Martinis: Shaken, and Stirred
“I’ve never tasted anything so cool and clean…They make me feel civilized,” Ernest Hemingway once pronounced in A Farewell to Arms. He was talking about the martini. It’s true – a great martini is the height of happy hour civilization. Or at least a civilized happy hour. (Coincidentally, today has been declared Nation Martini Day.)
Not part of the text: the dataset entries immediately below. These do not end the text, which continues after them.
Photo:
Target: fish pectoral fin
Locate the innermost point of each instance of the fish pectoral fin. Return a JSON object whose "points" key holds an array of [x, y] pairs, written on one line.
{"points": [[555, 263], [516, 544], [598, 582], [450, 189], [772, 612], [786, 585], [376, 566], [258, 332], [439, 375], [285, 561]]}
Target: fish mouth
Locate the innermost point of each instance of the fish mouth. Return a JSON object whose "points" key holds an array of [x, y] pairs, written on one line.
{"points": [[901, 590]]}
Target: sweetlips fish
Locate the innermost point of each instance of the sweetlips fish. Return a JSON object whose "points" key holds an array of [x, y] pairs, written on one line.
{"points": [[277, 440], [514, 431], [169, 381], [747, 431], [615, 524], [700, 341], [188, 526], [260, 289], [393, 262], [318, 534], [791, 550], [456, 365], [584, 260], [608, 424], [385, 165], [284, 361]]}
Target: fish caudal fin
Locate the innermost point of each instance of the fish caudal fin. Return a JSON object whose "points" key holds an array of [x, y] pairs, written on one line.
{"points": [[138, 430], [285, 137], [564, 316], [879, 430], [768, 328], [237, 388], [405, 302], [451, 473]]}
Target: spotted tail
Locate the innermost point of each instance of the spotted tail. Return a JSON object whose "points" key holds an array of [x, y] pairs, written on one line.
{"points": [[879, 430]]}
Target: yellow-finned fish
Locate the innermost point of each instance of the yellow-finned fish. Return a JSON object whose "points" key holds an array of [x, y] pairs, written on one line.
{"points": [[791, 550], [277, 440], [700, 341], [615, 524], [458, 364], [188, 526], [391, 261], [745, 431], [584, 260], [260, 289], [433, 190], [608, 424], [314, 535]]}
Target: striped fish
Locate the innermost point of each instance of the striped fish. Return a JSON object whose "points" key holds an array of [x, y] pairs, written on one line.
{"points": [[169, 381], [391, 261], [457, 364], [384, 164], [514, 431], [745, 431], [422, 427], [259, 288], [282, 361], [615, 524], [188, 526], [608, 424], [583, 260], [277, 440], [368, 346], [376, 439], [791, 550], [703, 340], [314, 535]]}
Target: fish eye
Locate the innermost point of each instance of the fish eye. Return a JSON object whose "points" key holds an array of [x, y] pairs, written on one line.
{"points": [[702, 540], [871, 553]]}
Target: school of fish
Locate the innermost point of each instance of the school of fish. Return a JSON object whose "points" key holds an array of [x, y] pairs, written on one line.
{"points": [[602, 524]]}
This classic cocktail with the power to make anyone feel glamorous — think Nick and Nora Charles and of course, Mr. Bond — has been the drink we now know and love. Its origins are muddled at best: Many believe the martini originated in northern California during the Gold Rush (perhaps in the town of Martinez); others swear it all began in 1906 with bartender Martini di Arma Taggia when he served John D. Rockefeller an “unfamiliar concoction” at the Knickerbocker Hotel in New York City. Kind of like the East Coast/West Coast rap debate. The two recipes differ in that one calls for maraschino liquor and a slice of lemon while the other prescribes a splash of orange bitters.
Whichever coast it hailed from, it’s evolved over time. A quick google search reveals endless iterations on the drink: saketini, golf martini, bikini martini, Bronx martini…the list goes on. And that’s before you get down to shaken or stirred, straight up or on the rocks, dirty with extra olives or a curled lemon twist. So many choices, even Bond himself would feel overwhelmed, though the spy only drank his martinis “shaken, not stirred.” We turned to expert James Atwood from The Tower Bar in Los Angeles, who shared the most classic of recipes with us.
Today, we will faithfully follow the Tower Bar’s recipe:
2 oz. of gin or vodka, a dry vermouth rinse, stirred or shaken and served up.